A defesa do Ciesp na audiência de hoje será pela criação de uma regulamentação para minimizar algumas problemáticas, como a operação de algumas máquinas por aprendizes, no caso da indústria. No total, 200 empresas de grande porte de Bauru e região foram notificadas a comparecer ao evento e discutir o assunto.

 

Formando aprendizes

Há 52 anos, o Consórcio Intermunicipal da Promoção Social (Cips) forma uma média anual de 450 jovens aprendizes para o primeiro emprego e os insere no mercado de trabalho.

O coordenador do Programa de Aprendizagem, Marco Antônio Zanardo dos Santos, revela que a entidade possui mais de 150 empresas parceiras na contratação de jovens aprendizes.

“As empresas estão preocupadas em cumprir a lei e, no momento, 150 delas absorvem os jovens formados pelo Cips.

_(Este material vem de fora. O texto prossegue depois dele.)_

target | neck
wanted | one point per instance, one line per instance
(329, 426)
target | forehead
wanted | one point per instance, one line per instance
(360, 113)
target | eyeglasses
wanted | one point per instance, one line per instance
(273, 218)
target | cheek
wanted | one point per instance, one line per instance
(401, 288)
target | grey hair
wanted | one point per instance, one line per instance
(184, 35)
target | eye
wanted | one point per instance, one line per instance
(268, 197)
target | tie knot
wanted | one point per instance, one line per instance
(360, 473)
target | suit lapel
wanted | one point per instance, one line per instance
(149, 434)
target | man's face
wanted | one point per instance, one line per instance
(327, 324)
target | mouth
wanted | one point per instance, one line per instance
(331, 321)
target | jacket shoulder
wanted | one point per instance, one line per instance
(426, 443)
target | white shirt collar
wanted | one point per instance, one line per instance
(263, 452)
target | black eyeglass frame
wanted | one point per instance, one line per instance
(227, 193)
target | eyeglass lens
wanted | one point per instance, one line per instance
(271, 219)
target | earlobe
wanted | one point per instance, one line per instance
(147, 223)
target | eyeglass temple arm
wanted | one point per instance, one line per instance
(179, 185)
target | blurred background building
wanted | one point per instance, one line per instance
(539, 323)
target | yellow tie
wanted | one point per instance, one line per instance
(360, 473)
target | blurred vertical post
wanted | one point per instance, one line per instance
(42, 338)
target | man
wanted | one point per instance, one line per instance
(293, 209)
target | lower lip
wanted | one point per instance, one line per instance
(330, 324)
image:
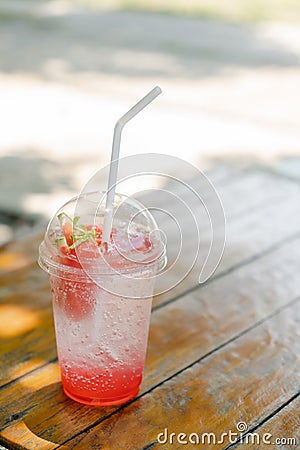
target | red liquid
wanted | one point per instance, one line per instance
(102, 386)
(109, 380)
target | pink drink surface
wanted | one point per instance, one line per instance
(101, 338)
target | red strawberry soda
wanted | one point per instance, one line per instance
(101, 300)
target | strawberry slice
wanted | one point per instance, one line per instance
(67, 227)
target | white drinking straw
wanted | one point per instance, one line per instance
(114, 161)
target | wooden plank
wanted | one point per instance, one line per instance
(282, 430)
(247, 237)
(19, 254)
(180, 333)
(244, 382)
(25, 293)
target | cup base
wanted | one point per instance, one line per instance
(95, 401)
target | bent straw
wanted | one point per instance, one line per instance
(114, 161)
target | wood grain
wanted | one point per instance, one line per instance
(245, 381)
(221, 353)
(25, 293)
(282, 430)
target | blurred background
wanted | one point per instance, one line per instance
(229, 71)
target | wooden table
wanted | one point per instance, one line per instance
(223, 357)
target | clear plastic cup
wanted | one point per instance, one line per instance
(102, 300)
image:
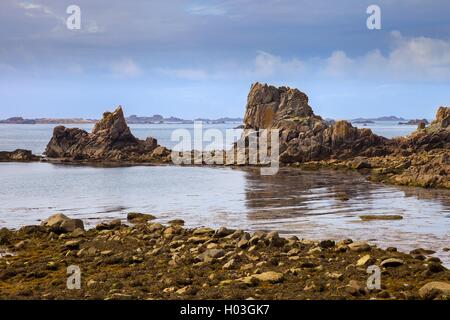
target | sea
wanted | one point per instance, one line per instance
(317, 205)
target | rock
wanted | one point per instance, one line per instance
(392, 262)
(380, 217)
(431, 289)
(232, 264)
(72, 244)
(269, 276)
(223, 232)
(435, 267)
(178, 222)
(327, 244)
(355, 289)
(110, 225)
(203, 231)
(18, 155)
(422, 251)
(60, 223)
(304, 136)
(139, 217)
(243, 243)
(77, 233)
(110, 140)
(211, 254)
(359, 246)
(363, 260)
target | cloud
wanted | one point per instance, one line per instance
(414, 58)
(207, 10)
(185, 73)
(125, 67)
(39, 10)
(338, 64)
(267, 64)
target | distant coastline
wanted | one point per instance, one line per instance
(133, 119)
(159, 119)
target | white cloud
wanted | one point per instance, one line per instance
(207, 10)
(416, 58)
(187, 73)
(338, 64)
(36, 10)
(267, 64)
(125, 67)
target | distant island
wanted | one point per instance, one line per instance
(415, 122)
(372, 120)
(20, 120)
(133, 119)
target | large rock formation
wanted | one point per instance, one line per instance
(305, 136)
(110, 140)
(18, 155)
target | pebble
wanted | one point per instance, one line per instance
(359, 246)
(392, 262)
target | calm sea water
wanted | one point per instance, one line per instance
(36, 137)
(312, 205)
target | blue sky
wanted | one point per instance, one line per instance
(198, 58)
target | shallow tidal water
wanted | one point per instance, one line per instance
(310, 204)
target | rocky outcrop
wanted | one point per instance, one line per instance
(18, 155)
(305, 136)
(110, 140)
(435, 136)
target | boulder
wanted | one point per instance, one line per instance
(18, 155)
(110, 140)
(434, 288)
(305, 136)
(60, 223)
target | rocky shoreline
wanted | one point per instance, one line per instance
(421, 159)
(142, 259)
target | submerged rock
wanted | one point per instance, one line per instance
(18, 155)
(110, 140)
(60, 223)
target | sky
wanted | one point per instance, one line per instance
(195, 59)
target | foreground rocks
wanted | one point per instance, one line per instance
(148, 260)
(110, 140)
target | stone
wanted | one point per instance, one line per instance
(392, 262)
(327, 244)
(111, 140)
(359, 246)
(363, 260)
(223, 232)
(211, 254)
(203, 231)
(430, 289)
(73, 244)
(179, 222)
(60, 223)
(269, 276)
(139, 217)
(242, 244)
(355, 288)
(18, 155)
(232, 264)
(110, 225)
(422, 251)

No momento, temos 380 jovens efetivos no mercado de trabalho e já estamos com inscrições abertas para o segundo semestre”, ressalta Zanardo.

 

Audiência pública

A audiência pública sobre contratação de jovem aprendiz, organizada pelo Ministério Público do Trabalho (MPT), será realizada hoje, às 14h, no Teatro Municipal de Bauru, localizado na avenida Nações Unidas, 8-9, Centro.

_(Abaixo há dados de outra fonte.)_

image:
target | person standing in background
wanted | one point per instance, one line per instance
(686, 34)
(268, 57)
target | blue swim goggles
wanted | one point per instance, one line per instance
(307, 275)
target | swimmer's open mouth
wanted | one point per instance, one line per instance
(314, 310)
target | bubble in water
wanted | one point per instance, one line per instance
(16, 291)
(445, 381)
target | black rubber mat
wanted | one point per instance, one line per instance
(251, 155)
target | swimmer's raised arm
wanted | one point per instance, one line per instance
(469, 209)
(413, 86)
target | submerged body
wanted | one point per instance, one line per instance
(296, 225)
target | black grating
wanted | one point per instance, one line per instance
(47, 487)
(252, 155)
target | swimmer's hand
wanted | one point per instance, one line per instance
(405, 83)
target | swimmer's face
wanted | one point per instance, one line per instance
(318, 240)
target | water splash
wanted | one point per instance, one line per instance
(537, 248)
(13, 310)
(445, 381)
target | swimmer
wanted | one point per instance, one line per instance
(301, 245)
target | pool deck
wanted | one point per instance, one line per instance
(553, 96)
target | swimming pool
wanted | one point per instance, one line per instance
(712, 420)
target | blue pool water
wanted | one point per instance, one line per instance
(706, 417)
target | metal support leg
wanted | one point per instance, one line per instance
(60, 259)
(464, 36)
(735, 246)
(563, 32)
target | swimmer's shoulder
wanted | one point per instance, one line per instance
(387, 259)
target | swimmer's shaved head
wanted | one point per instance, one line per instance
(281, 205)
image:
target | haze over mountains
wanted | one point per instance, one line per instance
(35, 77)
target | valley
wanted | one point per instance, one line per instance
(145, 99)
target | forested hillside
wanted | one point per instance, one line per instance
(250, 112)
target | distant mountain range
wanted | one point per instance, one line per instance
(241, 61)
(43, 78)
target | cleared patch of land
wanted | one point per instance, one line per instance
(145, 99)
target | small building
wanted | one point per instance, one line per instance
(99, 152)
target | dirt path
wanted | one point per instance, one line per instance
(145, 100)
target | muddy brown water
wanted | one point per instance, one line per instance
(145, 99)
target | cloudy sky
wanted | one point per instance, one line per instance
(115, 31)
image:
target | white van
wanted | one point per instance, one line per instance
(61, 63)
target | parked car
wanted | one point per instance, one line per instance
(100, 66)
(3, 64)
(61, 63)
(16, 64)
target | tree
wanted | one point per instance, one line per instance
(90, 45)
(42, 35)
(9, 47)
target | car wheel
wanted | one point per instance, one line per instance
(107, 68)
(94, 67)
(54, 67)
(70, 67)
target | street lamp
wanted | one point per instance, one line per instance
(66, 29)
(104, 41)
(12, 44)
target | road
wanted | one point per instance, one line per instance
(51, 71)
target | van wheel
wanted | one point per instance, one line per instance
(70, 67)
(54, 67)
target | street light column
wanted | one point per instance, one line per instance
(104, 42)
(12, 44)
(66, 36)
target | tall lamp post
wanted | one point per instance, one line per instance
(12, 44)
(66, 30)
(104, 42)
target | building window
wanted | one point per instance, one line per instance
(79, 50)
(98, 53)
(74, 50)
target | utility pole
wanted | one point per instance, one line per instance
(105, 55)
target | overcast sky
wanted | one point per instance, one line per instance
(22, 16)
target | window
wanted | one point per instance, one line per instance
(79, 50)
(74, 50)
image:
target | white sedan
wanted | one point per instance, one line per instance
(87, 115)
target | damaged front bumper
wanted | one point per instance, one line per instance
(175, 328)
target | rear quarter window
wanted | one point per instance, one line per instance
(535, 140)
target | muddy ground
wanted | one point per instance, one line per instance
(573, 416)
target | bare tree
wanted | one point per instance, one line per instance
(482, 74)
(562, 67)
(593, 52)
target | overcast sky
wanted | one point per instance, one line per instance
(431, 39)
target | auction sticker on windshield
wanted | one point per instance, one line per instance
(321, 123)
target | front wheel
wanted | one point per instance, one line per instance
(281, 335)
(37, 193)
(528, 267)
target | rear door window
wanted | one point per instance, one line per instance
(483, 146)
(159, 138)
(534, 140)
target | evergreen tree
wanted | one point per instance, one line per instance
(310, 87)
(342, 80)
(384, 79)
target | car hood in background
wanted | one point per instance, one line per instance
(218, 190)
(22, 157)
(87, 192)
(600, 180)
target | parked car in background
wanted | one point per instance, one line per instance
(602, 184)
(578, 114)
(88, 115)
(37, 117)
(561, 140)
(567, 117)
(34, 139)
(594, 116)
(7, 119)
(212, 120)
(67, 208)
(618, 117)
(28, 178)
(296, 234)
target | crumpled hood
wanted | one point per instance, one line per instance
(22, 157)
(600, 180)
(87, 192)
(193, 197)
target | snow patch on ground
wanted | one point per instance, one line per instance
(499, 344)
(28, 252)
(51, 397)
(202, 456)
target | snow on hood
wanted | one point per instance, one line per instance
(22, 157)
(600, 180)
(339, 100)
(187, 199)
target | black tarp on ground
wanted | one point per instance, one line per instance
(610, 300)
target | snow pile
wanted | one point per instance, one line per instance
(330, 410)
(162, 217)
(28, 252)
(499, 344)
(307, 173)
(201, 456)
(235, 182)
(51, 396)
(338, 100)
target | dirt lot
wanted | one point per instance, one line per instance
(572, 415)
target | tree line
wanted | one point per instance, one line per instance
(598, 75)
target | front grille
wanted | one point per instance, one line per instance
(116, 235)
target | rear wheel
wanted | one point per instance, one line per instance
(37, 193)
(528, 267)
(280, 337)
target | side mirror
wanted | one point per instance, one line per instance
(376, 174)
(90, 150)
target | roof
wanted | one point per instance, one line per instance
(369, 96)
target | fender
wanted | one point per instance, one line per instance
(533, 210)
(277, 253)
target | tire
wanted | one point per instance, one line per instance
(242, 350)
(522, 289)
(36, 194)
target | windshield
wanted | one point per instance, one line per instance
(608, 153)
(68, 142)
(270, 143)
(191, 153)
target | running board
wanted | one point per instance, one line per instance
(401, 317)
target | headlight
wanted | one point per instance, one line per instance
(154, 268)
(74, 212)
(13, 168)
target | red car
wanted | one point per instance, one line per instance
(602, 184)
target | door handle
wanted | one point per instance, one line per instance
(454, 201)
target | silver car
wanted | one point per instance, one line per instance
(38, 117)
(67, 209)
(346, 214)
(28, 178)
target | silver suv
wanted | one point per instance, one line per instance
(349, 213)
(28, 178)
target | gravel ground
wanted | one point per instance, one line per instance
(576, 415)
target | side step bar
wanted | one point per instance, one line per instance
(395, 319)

Quem se interessar pelas oportunidades oferecidas pelo Cips, pode obter mais informações no site da entidade: www.cipsbauru.com.br. O Cips fica na rua Inconfidência, 2-28, Centro. O telefone para contato é (14) 2108-4361.

 

Perfil do jovem

Para a diretora de marketing de uma empresa de recursos humanos de Bauru Tatiane Souza, também há falta de “força de vontade” por parte dos jovens. “O perfil do jovem está diferente, eles estão um pouco mais acomodados. Falta um pouco de força de vontade”, destacou.

Tatiane enfatiza ainda que as indústrias procuram oferecer mais vagas a jovens aprendizes do que as empresas comuns. “As indústrias são um pouco mais preocupadas com a prestação de serviços do que as outras empresas”.